The exhibition will honour the centenary of the birth of Olive Gibbs, a prolific and well-respected figure in Oxford’s history at the city centre campus on Oxpens Road.
Olive Gibbs was a prominent 20th century Labour politician, local councillor, chair of the College of Further Education and anti-nuclear and peace campaigner.
The exhibition is free and will welcome visitors from Tuesday 4 to Friday 21 of December. It will be open on weekdays from 9am to 4:30pm in the city centre campus reception area.
Chris Hyde, Director of Curriculum for Creative Arts at Activate Learning, said: “We are delighted to host this exhibition about Olive Gibbs.

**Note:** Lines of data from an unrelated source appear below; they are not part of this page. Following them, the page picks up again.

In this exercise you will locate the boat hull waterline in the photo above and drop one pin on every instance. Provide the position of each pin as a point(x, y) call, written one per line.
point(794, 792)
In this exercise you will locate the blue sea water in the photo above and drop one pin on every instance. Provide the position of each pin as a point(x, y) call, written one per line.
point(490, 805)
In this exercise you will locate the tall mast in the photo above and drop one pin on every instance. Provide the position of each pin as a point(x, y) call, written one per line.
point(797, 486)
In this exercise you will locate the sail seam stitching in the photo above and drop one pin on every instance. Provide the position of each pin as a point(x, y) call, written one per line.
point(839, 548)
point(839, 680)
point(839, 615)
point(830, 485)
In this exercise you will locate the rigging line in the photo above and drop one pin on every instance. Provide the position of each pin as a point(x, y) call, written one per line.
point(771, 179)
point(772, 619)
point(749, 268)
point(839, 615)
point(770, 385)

It is very important that our students learn how to be curious with knowledge and use it when inspiring others.”
The exhibition will commemorate her extraordinary life, legacy and work, detailing her time as Lord Mayor of Oxford, the first female Chairman of Oxfordshire County Council, an Honorary Freeman of Oxford and London and founding member and National Chair of the Campaign for Nuclear Disarmament (CND).
Liz Woolley, exhibition founder and local historian, said: “I’m delighted that the exhibition is concluding its year-long tour of Oxford at the City of Oxford College.
“Olive believed passionately in educational opportunities for people of all talents and abilities and was an energetic chair of the College of Further Education as it was then, which had been built in the mid-1960s, partly on the former recreation ground where Olive and her friends had played as children.”
Liz added: “Her son Simon has described the college as Olive’s ‘great love’ and when in 1993, she was made a life-time member of the Students Union, she considered this as great an honour as any of the others which she had received.
“She set up the Olive Gibbs Trust which still gives grants for City of Oxford College students to study or work abroad, as she had done herself when she went to France at the age of 16.”
Olive Gibbs was at the forefront of many local and national campaigns. In Oxford, she strove for the protection of urban landscape and the defence of social causes.
These local campaigns included the prevention of an inner relief road being built across Christ Church Meadow, supporting the demolition of the infamous Cutteslowe walls and the saving of homes in Jericho from mass clearance.
In 1986, she was awarded Oxford Brookes University’s first-ever honorary degree. A blue plaque honouring Olive Gibbs and her work was unveiled at her childhood home at Christ Church Old Buildings, Osney Lane, Oxford on 11 April 2015.